We performed the following matrix \(D_t\), which contains the position of the n identified persons in the image carrier grid: After completing the detection and tracking procedure (\(P^t\)), for each input frame \(w*h\) at time t, we define the following matrix:

$$\begin{aligned} {D_t} = \{P^t _{x_n , y_n} x\_{\texttt {n}} \in w , y_n \in h \} \end{aligned}$$
(4)

Distance Measurement

Researchers have developed various 2D and 3D depth estimation techniques [31, 32]. We calculated the distance between identified tracked individuals on each image and video.

The deepsort model generates a collection of bounding boxes and an ID for each person detected in the previous phase. When working with bounding boxes (such as rectangular boxes), coordinates (x, y) in the 3D (x, y, d) feature space. However, to the picture that was obtained from the camera, the reduced 2D space of (x, y) correlates to two parameters (x, y) alone, and depth (z) is not accessible. To better visualize the 3D shape of each bounding box, imagine every point in space equates to three values (x, y, z). Using this Eq. 5, the 2D pixel coordinates (x, y) as an input, the world coordinate points are then mapped to the points on the screen \((X_w, Y_w, Z_w)\) [33].

$$\begin{aligned}{}[x,y,1]^T = KRT [X_w ,Y_w , Z_w , 1]^T \end{aligned}$$
(5)

Here, K, R, and T represent the rotation, translation, and intrinsic matrix, respectively. This feature space indicate the coordinates of the centroid, and the value of d describes the depth of each object [34]. We computed the following equation 6 to estimate the depth between camera and objects, which can be acquired by studying the form of the image [35].

$$\begin{aligned} d = \frac{2\pi \times 180}{(w\times h\times 360)\times 1000+3} \end{aligned}$$
(6)

where w denotes the bounding box’s width, and h denotes the bounding box’s height. The pairwise L2 normalization is calculated for the collection of bounding boxes as provided by the following Eq. 7.

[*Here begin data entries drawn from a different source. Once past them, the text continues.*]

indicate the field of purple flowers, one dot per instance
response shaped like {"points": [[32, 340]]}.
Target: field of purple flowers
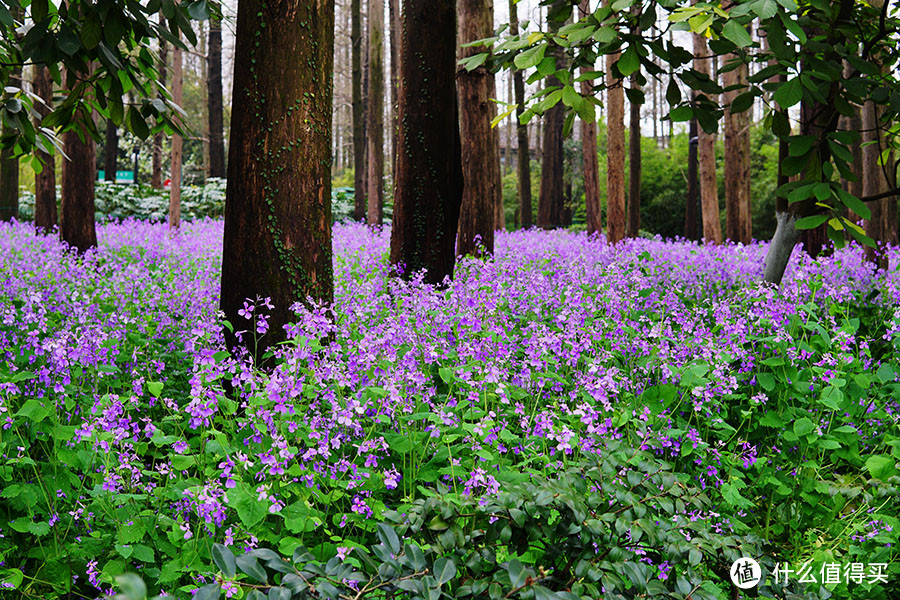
{"points": [[766, 420]]}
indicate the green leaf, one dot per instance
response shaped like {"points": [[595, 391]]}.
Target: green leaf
{"points": [[881, 466], [530, 57], [810, 222], [208, 592], [736, 34], [885, 373], [629, 62], [444, 570], [224, 559], [789, 93], [132, 586], [803, 426]]}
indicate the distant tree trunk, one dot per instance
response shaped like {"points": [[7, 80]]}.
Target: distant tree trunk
{"points": [[691, 212], [481, 183], [277, 239], [878, 179], [615, 154], [214, 92], [550, 201], [111, 152], [523, 153], [9, 168], [589, 162], [394, 20], [45, 217], [156, 178], [359, 131], [634, 164], [429, 173], [375, 115], [737, 161], [177, 143], [706, 154], [76, 223]]}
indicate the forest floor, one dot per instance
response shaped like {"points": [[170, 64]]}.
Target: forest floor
{"points": [[712, 416]]}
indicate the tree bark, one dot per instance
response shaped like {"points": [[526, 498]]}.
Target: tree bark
{"points": [[76, 223], [215, 100], [177, 143], [633, 226], [706, 156], [394, 20], [615, 154], [876, 180], [359, 132], [523, 153], [9, 168], [277, 239], [551, 201], [156, 179], [375, 115], [692, 207], [429, 173], [737, 160], [45, 214], [481, 182]]}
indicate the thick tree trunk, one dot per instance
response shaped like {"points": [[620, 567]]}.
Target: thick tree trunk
{"points": [[375, 115], [523, 153], [111, 152], [9, 168], [76, 222], [481, 183], [359, 135], [706, 155], [737, 161], [45, 217], [633, 226], [177, 143], [877, 179], [429, 173], [277, 240], [156, 175], [215, 100], [692, 205], [615, 155], [394, 20], [550, 201]]}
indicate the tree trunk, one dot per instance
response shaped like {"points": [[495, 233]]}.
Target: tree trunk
{"points": [[156, 178], [523, 154], [877, 179], [394, 20], [76, 223], [634, 165], [277, 239], [215, 100], [550, 201], [615, 154], [111, 152], [692, 205], [45, 217], [359, 126], [706, 156], [737, 160], [375, 115], [429, 173], [177, 143], [481, 183], [9, 167]]}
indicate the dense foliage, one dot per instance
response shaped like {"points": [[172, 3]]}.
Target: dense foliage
{"points": [[649, 398]]}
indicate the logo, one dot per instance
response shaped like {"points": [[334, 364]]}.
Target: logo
{"points": [[745, 573]]}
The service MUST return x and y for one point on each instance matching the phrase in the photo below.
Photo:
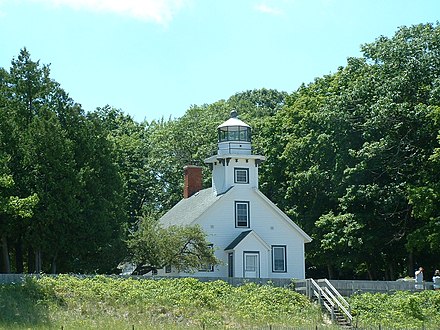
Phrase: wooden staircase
(330, 300)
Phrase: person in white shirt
(436, 279)
(419, 278)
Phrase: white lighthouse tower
(234, 164)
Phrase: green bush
(401, 310)
(114, 303)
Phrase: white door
(251, 265)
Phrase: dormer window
(242, 215)
(241, 175)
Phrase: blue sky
(156, 58)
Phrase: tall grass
(100, 302)
(401, 310)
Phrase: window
(242, 217)
(207, 267)
(241, 175)
(279, 259)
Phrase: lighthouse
(234, 164)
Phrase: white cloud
(159, 11)
(266, 9)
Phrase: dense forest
(352, 157)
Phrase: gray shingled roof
(189, 209)
(237, 240)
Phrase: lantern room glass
(234, 133)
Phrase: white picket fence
(345, 287)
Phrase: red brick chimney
(193, 180)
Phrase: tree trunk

$$\begin{aligned} \texttt {D} = \sqrt{\sum ^n _{i=1} (q_i - p_i)^2} \end{aligned}$$
(7)

where we define this equation n=3. Here, D represent the distance and \(q_i\) and \(p_i\) represents pixels (range 90 to 170) between two humans. After locating the individual’s neighbors using the L2 norm, we allocate them based on their proximity sensitivity. The proximity threshold is constantly updated with a large number of tests using a set of numbers between 90 to 170 pixels wide, depending on the person’s position in a particular frame. To use the proximity property, every person in the system must be given at least one neighbor or many additional neighbors to create a group in distinct color-coding. The creation of groups implies the breach of the physical distance practice, which is measured using the following equation:

$$\begin{aligned} v_i = \frac{n_p}{n_g} \end{aligned}$$
(8)

where \(v_i\) represents the index of violation. To calculate the number of groups or clusters present in the video, the number of separate groups or clusters detected (\(n_g\)) and \(n_p\) defines the total number of individuals close to those groups or clusters nearby.

Experiments

Data sets and Evaluation Matrix

Table 1 Specifics of the data sets that were utilized in our experiments. The number of images assigned to each data set, train/test, and pedestrian is shown here

The pedestrian recognition, tracking, and distance estimation problems center on the full data set. It gives the same database for researchers to use when comparing the effectiveness of various algorithms. It serves as a source of data for researchers, so that they may carry out experimental experiments. When evaluating the quality of a data set, it is essential to consider both the quantity of data and the accuracy of the labeled information. The resilience of the detector is, to some part, determined by the depth of the data set being analyzed. When compared to tasks involving the recognition of broad objects, pedestrian detection possesses distinct properties. The proposed system is trained on object detection MS COCO data set [36] that has 80 classes and 123k images. The bounding box labels on each image were additionally annotated with the matching coordinates. The CrowdHuman [26] and CityPersons [27] data sets are also used to person detection to assess our system. Both data sets include annotations for two types of bounding boxes: visible human area and human full-body bounding boxes. The CrowdHuman data set is far more challenging to work with than CityPersons, since it has more instances per image, and those examples are often strongly overlapped. Table 1 illustrates an overview of the information included in the data set. To compare and evaluate the proposed system, we used another data set, the Oxford town Centre (OTC) data set [37], an unknown and complex data set with a high frequency of object recognition overlapping and overcrowded zones. The collection also included a wide range of human clothing and looks in the public location real world. FPS, mAP, and total loss in identifying the individual, as shown in Fig. 5, are constantly measured throughout the validation period.

Traning Details

All training and testing performed on the same PC, which has a Windows 10 operating system, an Intel Core i9-10850K CPU running at 3.6 GHz, 64 GB of RAM, and an NVIDIA GeForce RTX 2070 super GPU with 8GB video RAM. We utilized PyTorch, a CUDA environment, and a vscode editor to implement it. Following training using TH-YOLOv5, we evaluated the data sets and assessed the outcomes by exhibiting the failure occurrences. We determined that TH-YOLOv5 has excellent localization capability but limited classification capability.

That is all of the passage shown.